FIG. 6 is a sectional view of a module of an apparatus in which a main intake pipe and a main discharge pipe are used as a frame.

[Explanation of symbols]

 1,1.a Frame 2 Air column 3 Valve chamber 3.a Suction valve chamber 3.b Discharge valve chamber 4 Suction main pipe 5 Discharge main pipe 4.a Suction pipe 5.a Discharge pipe 6 Suction valve 7 Discharge valve 7.a Shirt Tooff valve 7.b Float 8 Buoy 9 Winch 10 Anchor 11 Turbine chamber 12 Discharge turbine 13 Intake turbine 14 Generator a, b, c, d, e, f, Module number (a), (b), (b) Wave sign

Claims (4)

[Claims] 1. When a large number of modules composed of an air column 2 and a valve chamber 3 are attached to a long frame 1 installed in the sea, and when the water surface moves up and down in the air column 2 of the module due to waves, The air flow in and out is made unidirectional by the intake valve 6 and the discharge valve 7, and the generated air flow is passed through the intake main pipe 4 and the discharge main pipe 5 connected to all the above modules to the outlet and the inlet.
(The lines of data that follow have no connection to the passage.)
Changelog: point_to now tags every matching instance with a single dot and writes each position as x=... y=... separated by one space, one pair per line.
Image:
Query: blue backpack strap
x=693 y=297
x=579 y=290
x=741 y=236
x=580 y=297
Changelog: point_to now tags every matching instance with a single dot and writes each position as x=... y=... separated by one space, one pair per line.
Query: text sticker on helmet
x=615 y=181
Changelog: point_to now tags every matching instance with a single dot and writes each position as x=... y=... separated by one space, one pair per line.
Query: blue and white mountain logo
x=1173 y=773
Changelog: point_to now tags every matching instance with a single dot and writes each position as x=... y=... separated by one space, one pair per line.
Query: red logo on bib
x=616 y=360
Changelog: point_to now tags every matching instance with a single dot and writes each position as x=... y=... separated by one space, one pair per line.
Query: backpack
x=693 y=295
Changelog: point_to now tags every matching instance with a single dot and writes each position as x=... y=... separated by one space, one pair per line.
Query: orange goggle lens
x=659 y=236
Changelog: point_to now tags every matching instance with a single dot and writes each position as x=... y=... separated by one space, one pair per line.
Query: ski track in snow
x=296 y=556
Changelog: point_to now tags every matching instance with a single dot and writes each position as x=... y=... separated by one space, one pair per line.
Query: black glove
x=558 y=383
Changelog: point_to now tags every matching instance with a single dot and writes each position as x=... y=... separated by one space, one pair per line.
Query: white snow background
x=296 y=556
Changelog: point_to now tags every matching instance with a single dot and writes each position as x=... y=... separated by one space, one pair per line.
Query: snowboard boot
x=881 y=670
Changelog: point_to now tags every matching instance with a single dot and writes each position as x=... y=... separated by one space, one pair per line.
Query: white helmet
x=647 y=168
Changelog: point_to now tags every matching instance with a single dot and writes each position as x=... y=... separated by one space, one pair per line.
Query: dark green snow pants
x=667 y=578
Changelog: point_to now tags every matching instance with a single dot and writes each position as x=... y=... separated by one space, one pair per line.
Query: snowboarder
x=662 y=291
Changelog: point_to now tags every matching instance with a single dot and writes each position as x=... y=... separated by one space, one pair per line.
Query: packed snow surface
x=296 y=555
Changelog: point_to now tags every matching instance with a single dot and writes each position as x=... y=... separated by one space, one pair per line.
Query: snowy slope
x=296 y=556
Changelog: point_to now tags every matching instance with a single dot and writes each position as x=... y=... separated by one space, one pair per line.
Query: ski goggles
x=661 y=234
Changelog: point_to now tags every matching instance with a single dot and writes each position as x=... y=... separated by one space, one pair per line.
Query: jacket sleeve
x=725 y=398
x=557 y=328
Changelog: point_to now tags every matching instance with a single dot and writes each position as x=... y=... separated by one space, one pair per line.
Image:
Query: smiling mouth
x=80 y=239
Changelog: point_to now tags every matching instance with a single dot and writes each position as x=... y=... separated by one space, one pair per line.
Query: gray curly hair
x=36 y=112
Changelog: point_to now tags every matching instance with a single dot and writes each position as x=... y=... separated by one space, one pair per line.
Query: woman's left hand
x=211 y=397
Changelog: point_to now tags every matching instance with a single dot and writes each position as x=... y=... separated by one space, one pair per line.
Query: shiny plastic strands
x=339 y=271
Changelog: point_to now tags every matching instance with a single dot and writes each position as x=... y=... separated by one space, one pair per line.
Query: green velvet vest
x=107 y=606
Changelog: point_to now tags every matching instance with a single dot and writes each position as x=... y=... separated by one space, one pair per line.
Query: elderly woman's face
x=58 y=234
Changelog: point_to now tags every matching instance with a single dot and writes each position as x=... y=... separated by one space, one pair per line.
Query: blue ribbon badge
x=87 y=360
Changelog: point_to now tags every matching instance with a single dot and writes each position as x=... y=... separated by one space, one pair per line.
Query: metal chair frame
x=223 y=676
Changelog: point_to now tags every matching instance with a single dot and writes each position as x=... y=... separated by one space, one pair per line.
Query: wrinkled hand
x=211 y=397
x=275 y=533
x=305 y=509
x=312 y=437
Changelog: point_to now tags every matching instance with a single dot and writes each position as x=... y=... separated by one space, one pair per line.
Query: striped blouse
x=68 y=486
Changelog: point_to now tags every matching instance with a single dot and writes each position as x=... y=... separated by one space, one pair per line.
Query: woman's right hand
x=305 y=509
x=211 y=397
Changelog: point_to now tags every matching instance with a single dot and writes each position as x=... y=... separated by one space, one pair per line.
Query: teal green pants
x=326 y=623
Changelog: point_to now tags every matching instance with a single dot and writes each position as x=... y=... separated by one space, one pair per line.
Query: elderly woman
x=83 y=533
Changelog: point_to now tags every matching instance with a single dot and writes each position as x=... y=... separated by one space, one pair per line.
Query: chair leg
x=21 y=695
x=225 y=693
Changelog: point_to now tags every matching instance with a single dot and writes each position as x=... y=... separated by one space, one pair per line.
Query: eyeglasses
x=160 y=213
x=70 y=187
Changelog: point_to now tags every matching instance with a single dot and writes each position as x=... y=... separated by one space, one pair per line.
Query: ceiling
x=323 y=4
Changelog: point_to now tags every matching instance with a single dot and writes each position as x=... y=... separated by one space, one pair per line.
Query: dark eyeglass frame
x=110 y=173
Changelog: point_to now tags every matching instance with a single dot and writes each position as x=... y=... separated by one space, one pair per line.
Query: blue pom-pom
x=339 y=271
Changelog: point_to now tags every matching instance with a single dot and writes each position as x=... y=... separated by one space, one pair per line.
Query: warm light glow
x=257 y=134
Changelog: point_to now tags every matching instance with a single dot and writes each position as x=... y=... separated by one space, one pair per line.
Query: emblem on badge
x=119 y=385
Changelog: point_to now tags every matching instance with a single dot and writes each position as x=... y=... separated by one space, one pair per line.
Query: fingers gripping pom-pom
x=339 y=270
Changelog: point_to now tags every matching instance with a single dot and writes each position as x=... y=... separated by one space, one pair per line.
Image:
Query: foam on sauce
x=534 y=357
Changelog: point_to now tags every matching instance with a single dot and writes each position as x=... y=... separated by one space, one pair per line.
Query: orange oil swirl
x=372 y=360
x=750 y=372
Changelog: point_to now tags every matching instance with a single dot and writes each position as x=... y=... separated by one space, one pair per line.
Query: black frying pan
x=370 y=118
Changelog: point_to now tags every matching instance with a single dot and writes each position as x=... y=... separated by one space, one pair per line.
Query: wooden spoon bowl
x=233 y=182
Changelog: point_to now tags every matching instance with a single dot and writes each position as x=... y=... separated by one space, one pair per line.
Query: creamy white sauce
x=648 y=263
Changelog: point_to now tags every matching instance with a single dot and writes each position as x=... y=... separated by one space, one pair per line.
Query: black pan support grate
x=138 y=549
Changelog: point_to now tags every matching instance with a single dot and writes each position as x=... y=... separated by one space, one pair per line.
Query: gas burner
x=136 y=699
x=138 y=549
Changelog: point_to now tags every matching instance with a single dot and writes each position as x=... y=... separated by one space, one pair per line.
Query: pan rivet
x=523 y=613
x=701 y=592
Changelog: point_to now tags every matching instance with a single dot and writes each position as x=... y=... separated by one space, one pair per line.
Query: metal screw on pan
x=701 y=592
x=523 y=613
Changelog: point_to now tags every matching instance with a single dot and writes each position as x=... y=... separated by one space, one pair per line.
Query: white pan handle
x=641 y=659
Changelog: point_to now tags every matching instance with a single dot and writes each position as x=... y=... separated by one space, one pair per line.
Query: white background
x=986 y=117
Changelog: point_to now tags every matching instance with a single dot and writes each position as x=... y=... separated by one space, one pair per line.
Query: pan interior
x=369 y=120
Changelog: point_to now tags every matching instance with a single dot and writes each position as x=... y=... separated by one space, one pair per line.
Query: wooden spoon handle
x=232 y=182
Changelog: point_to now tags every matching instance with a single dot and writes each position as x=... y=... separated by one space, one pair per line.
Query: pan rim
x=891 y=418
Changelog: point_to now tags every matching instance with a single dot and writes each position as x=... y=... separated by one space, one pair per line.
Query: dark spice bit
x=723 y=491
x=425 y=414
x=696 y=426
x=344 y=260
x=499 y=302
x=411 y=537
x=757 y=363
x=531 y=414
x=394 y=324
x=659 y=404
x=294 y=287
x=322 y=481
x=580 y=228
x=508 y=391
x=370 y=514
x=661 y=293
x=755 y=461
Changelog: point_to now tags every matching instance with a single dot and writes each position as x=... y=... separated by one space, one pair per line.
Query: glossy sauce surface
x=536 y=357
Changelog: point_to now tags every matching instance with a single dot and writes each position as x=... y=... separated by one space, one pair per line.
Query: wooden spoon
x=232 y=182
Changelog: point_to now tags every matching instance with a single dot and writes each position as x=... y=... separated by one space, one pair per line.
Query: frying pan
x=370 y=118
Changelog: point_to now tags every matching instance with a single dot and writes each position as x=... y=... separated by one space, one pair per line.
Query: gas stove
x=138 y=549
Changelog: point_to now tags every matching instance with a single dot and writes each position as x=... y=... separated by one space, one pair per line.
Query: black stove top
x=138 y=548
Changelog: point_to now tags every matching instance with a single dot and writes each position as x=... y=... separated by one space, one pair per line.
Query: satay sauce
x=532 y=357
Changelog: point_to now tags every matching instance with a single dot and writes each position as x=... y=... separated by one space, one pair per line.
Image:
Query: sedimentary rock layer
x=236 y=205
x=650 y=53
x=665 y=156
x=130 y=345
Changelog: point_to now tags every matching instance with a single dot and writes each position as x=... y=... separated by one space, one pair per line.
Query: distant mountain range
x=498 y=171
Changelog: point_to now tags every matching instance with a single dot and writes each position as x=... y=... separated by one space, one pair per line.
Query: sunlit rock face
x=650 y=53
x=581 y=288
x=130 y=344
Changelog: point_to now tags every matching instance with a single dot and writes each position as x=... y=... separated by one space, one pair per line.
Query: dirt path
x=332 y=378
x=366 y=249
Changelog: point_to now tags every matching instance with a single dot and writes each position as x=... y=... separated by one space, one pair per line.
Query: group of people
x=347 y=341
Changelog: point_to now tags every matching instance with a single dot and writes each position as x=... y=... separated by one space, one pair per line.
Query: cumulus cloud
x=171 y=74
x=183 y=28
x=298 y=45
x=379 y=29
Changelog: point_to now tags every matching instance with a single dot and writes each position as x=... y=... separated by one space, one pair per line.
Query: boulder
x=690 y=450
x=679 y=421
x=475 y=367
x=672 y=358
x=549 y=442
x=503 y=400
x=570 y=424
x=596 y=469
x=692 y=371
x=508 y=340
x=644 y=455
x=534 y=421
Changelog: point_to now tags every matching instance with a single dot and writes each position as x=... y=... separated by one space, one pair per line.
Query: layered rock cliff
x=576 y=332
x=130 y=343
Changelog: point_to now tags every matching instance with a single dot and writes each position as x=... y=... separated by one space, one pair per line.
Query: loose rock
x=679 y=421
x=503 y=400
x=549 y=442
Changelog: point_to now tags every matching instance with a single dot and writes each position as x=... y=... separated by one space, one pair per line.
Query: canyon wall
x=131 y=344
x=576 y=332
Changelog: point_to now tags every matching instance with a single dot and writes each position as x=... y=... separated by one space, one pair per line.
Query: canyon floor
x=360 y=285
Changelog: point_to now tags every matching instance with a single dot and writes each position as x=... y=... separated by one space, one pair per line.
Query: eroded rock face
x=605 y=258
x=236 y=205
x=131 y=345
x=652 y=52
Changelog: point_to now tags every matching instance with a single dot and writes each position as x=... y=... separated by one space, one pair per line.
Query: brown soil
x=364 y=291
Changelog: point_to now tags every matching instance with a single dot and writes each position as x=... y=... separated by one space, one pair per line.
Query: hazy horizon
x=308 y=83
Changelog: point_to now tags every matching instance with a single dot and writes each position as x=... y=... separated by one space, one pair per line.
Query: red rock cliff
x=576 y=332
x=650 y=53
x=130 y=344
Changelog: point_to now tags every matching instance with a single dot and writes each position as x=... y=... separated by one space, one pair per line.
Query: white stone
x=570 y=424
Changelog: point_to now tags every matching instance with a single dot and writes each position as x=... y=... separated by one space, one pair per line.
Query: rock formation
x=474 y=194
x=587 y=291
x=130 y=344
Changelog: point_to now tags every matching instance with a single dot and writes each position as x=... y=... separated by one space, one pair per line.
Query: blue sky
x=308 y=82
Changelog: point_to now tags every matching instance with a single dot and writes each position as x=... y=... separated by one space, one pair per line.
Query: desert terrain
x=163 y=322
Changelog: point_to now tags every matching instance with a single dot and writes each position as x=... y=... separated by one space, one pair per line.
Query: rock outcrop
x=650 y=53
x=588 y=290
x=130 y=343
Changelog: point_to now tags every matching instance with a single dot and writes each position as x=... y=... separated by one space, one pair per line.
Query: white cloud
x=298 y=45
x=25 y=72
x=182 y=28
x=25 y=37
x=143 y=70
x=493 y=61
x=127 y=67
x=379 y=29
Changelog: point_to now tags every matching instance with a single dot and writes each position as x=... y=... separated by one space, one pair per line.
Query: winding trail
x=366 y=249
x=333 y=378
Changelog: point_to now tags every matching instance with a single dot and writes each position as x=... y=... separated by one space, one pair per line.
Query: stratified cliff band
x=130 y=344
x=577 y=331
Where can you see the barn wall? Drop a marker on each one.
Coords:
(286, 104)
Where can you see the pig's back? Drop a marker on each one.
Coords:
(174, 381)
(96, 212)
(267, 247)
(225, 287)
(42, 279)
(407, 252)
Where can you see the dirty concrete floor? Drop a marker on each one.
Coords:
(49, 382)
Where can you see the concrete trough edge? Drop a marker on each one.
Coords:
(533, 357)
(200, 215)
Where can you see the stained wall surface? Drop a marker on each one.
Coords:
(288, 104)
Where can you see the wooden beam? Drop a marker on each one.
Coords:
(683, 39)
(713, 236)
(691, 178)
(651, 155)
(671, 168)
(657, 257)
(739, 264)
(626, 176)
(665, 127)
Modular wave power generator characterized by a mechanism for generating power by an air turbine provided 2. To fix the frame 1 to which the buoy 8 and a large number of modules are attached at a predetermined depth under the water,
The modular wave power generation device according to claim 1, wherein the buoyancy of the buoy causes the entire frame 1 to float up and is pushed into the water by a winch 9 to fix the device in a state of being suspended in the water. 3. A main intake pipe 4 connected to a large number of modules.
By setting the suction turbine 13 and the discharge turbine 12 of the air turbine provided at the place where the air flowing in and out of the discharge main pipe 5 are set to one output shaft, fluctuations of the air flow that are influenced by the pulsation of waves The modular wave power generation device according to claim 1, characterized in that a mechanism for pressing down is provided. 4. A long frame 1.a capable of supporting a plurality of modules by thickening and thickening a main intake pipe 4 and a main discharge pipe 5 for connecting a plurality of modules to a power generation turbine and connecting them with a beam. 2. The modular wave power generation device according to claim 1, characterized in that, in addition to the role of simply passing air through, the structure is made to have a role of a frame supporting the entire apparatus and a role of a buoy giving buoyancy.